Spotify and iHeart are growing. Pandora is not: usage among respondents peaked in 2015, and dropped slightly in 2016. It is unchanged from 2016 to 2017.

If persons 12-24 are the key drivers of digital audio consumption, Pandora’s got problems. Among consumers in this age group, Pandora’s usage percentage has shrunk from 54% in 2015 to 39% in 2017.

Meanwhile, Spotify is gaining on Pandora among persons 25-54, with Pandora seeing flat year-over-year growth in 201.

Overall, listening in the last seven days among persons 12+ shows Pandora still dominant, at 23%. However, that’s down from 25% in January-February 2016. At the same time, Spotify is up to 15%, from 10%.

Listening in the last seven days in the key Persons 12-24 demo is particularly abysmal for Pandora, as Spotify grew from 25% to 38%, year-over-year, while Pandora dipped from 35% to 30% in the same time period.

This trend, as shown in the graph below, is being replicated among respondents aged 25-54.


Furthermore, when it comes to new music discovery among teens and young adults, minus family/friends, the top source is YouTube. Then comes Spotify, followed by traditional radio.

In fact, radio continues to be the top source for new music discovery. But, it has shrunk among respondents from 28% in 2016 to 19% in 2017.

Spotify surged from 4% to 10% year-over-year as a source of new music for Infinite Dial participants.

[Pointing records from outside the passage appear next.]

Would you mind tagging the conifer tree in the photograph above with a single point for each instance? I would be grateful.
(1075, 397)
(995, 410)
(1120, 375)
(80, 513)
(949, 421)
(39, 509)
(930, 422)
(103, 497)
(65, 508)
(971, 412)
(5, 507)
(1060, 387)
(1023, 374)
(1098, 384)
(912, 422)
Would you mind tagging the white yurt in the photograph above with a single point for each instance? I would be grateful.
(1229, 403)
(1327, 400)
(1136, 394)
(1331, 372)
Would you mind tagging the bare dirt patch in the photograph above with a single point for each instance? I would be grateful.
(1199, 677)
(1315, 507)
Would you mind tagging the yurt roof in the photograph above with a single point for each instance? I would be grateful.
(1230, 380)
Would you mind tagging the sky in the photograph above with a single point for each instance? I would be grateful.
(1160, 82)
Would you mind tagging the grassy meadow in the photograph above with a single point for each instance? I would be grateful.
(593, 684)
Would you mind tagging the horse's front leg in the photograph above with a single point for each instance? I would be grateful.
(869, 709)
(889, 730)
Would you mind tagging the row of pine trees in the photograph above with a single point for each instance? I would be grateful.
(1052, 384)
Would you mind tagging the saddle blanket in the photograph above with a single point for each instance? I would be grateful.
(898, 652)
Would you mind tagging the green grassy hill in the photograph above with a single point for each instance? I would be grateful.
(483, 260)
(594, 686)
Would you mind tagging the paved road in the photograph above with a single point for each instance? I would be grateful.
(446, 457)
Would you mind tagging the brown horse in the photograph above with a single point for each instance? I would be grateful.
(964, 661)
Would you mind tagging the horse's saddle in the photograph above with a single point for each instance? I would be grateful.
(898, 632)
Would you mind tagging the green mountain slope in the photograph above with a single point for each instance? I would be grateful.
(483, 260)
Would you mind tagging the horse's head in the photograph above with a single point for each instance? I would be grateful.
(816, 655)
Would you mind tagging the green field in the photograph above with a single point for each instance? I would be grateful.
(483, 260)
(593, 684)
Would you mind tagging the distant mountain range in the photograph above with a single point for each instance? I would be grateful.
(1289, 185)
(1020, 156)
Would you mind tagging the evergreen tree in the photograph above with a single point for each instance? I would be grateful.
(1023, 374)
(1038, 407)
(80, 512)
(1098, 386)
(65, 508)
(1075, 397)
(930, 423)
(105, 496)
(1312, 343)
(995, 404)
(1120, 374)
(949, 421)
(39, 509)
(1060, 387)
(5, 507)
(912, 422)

Among the other top findings from the latest Infinite Dial study:

  • ONLINE LISTENING IN THE CAR to streamed radio stations (not music stored on one’s smartphone) hit 40% of respondents in 2017, up from 37% in 2016.
  • Some 81% of respondents own a smartphone. Among respondents aged 55+, some 60% own a smartphone, a jump from 51% in 2016
  • Of persons aged 12-24, just 5% do not have a smartphone (up from 7%)
  • Tablet ownership is growing at a meager rate. In 2017 some 53% of respondents own a tablet. This is up 51% in 2016 and 49% in 2015.
  • Internet-connected TV ownership is on a steady climb, to 64% in 2017, up from 60% in 2016.


Looking at “Over-The-Top” video consumption, some 50% of respondents 12+ have access to a Netflix account.

This compares to 29% for Amazon Prime (up from 22% in 2016) and 14% for Hulu (a healthy jump from 9% in ’16).

“Original content is surely a part of it,” Webster said.


On the subject of smart speaker awareness, it seems familiarity is not equal to ownership. When asked if they were familiar with the Amazon Alexa brand, 57% of all respondents said yes. For Google Home, it was 45%.

But, just 5% of respondents 12+ own an Alexa-enabled device. Google Home? Only 2% of respondents said they owned one.